He won that Best Short Film, Live Action award for his first film, 1989's The Appointments Of Dennis Jennings, which he wrote and starred in. He didn't direct it - Dean Parisot (Galaxy Quest) did - but he went on to direct his next one. But here he plays a waiter, unsure of his relationship with Laurie Metclaf, so he goes to see a psychiatrist for help. That psychiatrist is played by Rowan Atkinson, though, so you can image how well that goes. Naturally, having Wright talk to a psychiatrist is often just an excuse to unleash his deadpan humor. I assume some of this stuff is straight from his stage act. But the film takes the opportunity to invent cutaways and imagery to tell jokes he couldn't do through words alone.
And yes, a story does reveal itself. I mean, you wouldn't waste Atkinson as just a straight man, nodding along to Wright's stand-up, no matter how creative it is. Wright is revealed to be a paranoiac, and his paranoia is proven to be correct in the most absurdist ways. Like a Zucker Brothers film, The Appointments is packed full of every kind of gag: in the foreground, in the background.
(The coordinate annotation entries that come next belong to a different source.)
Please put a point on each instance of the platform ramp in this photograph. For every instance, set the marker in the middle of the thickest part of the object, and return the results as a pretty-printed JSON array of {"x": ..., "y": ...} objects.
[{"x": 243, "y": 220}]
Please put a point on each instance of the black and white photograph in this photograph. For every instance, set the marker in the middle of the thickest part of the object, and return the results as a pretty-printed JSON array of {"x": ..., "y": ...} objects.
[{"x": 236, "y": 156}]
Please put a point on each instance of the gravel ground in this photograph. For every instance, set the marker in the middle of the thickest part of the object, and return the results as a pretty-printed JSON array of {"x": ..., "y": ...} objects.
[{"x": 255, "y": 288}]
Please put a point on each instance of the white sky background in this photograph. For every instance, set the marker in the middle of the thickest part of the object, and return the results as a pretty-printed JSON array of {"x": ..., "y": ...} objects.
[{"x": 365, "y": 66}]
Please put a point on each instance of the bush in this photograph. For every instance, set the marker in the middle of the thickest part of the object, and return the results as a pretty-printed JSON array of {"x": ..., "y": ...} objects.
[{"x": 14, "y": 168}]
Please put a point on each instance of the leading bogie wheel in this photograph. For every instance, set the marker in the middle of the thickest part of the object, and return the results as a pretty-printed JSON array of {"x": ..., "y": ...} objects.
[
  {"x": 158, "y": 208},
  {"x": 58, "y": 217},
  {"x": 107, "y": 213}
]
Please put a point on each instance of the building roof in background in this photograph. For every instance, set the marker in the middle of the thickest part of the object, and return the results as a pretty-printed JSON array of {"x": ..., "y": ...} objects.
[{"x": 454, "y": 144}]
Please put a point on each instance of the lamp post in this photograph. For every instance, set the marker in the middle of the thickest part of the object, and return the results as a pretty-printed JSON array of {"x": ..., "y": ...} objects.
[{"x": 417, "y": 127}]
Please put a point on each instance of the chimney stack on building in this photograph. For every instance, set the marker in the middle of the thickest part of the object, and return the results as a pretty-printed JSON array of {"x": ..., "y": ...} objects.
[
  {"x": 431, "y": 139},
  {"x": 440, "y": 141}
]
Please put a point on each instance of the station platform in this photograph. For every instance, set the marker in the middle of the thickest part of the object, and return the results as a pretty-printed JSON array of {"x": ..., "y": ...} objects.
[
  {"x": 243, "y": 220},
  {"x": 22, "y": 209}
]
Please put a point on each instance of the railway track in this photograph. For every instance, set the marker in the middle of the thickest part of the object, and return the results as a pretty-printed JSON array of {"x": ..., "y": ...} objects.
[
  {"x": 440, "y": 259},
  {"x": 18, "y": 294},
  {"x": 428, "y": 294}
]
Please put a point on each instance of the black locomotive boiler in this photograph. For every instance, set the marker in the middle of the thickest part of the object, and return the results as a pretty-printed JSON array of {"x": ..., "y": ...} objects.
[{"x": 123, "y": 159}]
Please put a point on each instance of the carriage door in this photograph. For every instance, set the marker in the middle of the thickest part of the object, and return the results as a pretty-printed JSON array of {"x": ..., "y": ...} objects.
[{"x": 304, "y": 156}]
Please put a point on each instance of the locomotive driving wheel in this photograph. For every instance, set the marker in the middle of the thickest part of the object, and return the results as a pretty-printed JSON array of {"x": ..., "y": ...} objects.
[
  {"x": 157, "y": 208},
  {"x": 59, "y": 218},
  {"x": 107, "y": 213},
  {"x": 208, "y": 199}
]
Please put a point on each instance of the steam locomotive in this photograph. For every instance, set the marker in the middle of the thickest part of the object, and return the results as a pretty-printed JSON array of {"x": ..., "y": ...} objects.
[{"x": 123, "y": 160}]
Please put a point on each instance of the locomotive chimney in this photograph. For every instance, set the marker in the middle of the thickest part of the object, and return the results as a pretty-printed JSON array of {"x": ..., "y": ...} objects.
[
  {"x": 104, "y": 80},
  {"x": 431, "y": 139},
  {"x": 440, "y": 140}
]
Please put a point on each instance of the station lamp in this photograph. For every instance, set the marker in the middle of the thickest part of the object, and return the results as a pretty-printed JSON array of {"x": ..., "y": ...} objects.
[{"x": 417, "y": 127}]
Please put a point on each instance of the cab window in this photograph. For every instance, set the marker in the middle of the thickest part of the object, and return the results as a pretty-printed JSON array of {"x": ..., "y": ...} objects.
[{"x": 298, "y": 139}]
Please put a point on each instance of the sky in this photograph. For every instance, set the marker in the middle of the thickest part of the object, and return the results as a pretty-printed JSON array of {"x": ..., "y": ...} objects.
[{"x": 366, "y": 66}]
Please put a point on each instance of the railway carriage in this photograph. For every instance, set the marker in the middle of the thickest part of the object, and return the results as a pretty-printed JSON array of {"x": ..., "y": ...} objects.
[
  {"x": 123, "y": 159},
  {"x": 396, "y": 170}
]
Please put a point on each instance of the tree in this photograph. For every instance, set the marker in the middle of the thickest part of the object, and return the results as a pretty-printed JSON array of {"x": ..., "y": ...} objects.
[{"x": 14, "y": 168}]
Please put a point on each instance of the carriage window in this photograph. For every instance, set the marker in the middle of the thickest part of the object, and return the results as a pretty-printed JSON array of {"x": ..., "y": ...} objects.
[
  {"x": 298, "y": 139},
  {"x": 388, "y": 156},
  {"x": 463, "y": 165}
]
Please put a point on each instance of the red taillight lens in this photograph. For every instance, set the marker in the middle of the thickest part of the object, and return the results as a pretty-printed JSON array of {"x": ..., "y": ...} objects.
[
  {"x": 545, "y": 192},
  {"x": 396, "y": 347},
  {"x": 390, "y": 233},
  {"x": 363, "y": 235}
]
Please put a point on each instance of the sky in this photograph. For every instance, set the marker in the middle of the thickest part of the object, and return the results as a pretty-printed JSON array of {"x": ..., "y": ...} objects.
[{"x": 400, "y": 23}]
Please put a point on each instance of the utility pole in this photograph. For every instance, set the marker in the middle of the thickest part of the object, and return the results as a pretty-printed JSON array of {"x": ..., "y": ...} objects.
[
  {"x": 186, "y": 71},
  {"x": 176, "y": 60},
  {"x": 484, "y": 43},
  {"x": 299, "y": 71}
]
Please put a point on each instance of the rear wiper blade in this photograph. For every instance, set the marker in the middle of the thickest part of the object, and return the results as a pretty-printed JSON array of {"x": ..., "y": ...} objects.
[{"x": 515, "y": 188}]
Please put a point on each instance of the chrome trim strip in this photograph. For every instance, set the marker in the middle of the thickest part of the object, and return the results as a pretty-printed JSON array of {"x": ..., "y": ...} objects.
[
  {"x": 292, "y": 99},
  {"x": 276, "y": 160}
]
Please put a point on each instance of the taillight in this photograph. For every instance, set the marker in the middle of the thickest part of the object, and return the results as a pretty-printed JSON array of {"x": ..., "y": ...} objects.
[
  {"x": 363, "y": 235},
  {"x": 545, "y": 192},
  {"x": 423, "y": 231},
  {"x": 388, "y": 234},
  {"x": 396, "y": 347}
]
When he picks up a newspaper, the headline's a gag. And while a few of them are a little creaky, Wright's humor tends to be timeless, so most of them still play. And the story itself is clever in its own right.
2000ish DVD. |
Ten years later, Wright returned to the movie camera, this time not just to write and star in his second film, 1999's One Soldier, but to produce and direct it as well. This used to play on IFC all the time. I swear, though, they used One Soldier and Tex, The Passive-Aggressive Gunslinger to balance out their time slots every single day. Fortunately, both are ingenious delights, so it never bothered me.
Anyway, One Soldier's a little artier than Appointments. Both flicks are only about half an hour, but this one's in black and white with slow, static shots, wistful Ken Burns-style voice overs, a gentle score and just a generally slower, less gag-packed pace. But it's still full of Wright's distinct humor. It's a period piece, set immediately after the civil war, with Wright playing an accordion-playing soldier who's fallen into an existential funk. It's not as crowd pleasingly comic as Appointments, but it's a more interesting, mature work. A little bit anyway. Wright certainly achieves a distinct, absorbing mood here that makes you wish he'd continued to pursue filmmaking.
2009ish DVD. |
misframed version |
I'd love to see both films get restored in HD on blu; they could really use it. But I bet if a Vinegar Syndrome partner label or some such picked them and restored them as a double-feature, it'd sell. Maybe they could get Gunslinger, too. But I really don't see any of that happening anytime soon, so I'd grab those discs from Wright's site while you still can.